SA Bugzilla – Bug 6117
CLOSE_WAIT and defunct process problems
Last modified: 2009-05-26 15:57:09 UTC
HI, recently use spamassassin 3.2.5-26-7 in openSuse 11.0 with postfix 2.5.5-6.7 and amavisd 2.6.1. If my mail Server received high number of mail for minutes, after I have into my server the follow situation: 1) CPU hight load (view top command into %id cpu information) 2) very much socket in CLOSE_WAIT condition (with netstat -tpan) 3) two or more process (see after) defunct (??). This proces not close if send kill -9 <pid> command (and after ending spamd deamon). only solution (today) is reboot server. Example (process defunct): # ps aux | grep spam nobody 735 0.0 2.4 53680 49776 ? D 01:12 0:07 spamd child nobody 5136 0.0 2.4 53428 49496 ? D 04:22 0:07 spamd child Help me! Thank's.

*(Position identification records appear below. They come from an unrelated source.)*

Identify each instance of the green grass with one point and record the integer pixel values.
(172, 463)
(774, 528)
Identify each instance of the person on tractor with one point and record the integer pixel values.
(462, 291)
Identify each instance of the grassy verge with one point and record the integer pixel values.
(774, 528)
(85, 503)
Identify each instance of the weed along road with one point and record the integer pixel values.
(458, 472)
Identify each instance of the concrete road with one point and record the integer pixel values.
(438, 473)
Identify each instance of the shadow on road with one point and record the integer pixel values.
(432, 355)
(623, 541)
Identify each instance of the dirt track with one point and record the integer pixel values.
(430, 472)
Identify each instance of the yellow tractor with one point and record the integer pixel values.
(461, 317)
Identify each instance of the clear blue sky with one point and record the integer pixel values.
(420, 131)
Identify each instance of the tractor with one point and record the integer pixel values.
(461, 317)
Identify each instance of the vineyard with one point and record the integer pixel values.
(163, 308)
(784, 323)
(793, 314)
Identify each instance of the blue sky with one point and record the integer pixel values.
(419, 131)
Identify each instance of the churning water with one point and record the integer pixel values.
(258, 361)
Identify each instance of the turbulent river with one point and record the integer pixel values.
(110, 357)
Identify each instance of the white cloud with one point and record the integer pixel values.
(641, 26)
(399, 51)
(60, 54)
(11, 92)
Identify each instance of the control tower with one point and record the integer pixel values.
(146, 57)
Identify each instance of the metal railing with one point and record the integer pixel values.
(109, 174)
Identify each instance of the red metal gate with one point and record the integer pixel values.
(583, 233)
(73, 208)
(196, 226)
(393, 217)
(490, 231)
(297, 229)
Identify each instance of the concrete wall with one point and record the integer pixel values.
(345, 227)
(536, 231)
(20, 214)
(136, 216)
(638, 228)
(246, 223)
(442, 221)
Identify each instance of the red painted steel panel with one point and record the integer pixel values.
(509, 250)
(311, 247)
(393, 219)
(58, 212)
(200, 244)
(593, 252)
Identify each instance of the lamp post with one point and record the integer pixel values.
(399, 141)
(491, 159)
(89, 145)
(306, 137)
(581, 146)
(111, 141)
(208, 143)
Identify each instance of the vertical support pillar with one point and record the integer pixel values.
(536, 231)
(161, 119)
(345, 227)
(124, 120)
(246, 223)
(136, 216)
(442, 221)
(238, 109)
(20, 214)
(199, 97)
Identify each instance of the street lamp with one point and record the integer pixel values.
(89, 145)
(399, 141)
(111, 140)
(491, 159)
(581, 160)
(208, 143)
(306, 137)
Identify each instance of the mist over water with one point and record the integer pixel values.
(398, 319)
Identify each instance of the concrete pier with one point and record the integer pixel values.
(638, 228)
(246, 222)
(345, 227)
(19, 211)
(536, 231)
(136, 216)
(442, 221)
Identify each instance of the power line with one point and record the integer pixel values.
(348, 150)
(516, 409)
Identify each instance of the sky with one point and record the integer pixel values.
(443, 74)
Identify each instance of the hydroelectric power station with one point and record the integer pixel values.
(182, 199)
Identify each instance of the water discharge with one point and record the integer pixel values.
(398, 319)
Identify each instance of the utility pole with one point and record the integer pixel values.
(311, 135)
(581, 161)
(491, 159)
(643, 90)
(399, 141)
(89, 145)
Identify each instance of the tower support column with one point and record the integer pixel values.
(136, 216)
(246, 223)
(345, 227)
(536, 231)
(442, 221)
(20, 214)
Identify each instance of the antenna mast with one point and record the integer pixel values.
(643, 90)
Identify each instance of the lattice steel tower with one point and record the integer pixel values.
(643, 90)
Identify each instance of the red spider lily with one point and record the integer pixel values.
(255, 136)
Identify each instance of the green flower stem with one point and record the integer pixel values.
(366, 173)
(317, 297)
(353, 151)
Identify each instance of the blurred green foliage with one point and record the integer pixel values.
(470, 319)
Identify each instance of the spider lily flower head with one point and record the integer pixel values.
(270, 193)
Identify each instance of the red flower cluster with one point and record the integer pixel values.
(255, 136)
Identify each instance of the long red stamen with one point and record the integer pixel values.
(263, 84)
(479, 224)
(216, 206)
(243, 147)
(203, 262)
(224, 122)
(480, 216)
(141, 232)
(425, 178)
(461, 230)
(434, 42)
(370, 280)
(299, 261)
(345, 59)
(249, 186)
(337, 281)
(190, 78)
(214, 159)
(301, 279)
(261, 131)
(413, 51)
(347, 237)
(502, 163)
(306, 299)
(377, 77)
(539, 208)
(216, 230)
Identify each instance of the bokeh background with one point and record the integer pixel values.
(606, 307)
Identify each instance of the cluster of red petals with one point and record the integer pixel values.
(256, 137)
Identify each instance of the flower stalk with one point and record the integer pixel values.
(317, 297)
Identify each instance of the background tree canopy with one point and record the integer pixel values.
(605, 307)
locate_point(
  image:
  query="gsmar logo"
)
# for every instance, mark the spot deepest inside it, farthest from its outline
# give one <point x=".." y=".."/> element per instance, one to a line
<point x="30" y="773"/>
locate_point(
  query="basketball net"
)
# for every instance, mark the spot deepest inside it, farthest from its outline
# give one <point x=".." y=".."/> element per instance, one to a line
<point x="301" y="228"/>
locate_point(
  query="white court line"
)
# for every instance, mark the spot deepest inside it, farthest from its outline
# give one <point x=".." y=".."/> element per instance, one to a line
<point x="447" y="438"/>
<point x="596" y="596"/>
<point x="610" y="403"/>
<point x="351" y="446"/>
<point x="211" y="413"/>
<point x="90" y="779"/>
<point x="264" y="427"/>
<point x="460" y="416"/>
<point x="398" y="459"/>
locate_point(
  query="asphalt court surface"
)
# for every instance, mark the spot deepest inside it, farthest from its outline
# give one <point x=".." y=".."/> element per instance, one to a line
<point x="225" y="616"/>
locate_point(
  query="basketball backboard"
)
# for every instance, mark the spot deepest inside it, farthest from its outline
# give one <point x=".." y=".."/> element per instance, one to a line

You say you are using amavisd-new, but next you talk about a spamd child process. So which one is it? Are you using amavisd or spamd? Either one can use the SpamAssasin library, and you most likely don't need both for spam filtering. > If my mail Server received high number of mail for minutes, after I > have into my server the follow situation: > 1) CPU hight load (view top command into %id cpu information) SpamAssassin is quite CPU intensive, so this is likely a normal situation. You can control the load by letting MTA only use a limited number of concurrent content filtering sessions, or specifying the maximum number of child processes for spamd, if using it. > 2) very much socket in CLOSE_WAIT condition (with netstat -tpan) What program are these processes running? Spamd? Amavisd? Some other utility program? A CLOSE_WAIT means the remote client closed a TCP session but the server process did not yet close its socket. Could be due to an overloaded system, or due to a programming error. > 3) two or more process (see after) defunct (??). This proces not close if > send kill -9 <pid> command (and after ending spamd deamon). > only solution (today) is reboot server. > > Example (process defunct): > # ps aux | grep spam > nobody 735 0.0 2.4 53680 49776 ? D 01:12 0:07 spamd child > nobody 5136 0.0 2.4 53428 49496 ? D 04:22 0:07 spamd child Hey, Unix is not a Windows system where you'd have to reboot when something goes wrong. A defunc process does not exist anymore, so it can't be killed. What is left of it is only an entry in the process table, which does not consume resources (apart for a couple of bytes). You get rid of a zombie by killing its parent process, which forgot to reclaim its child or is too busy with other duties. Btw, if this is an amavisd question, this isn't and appropriate forum - use its mailing list.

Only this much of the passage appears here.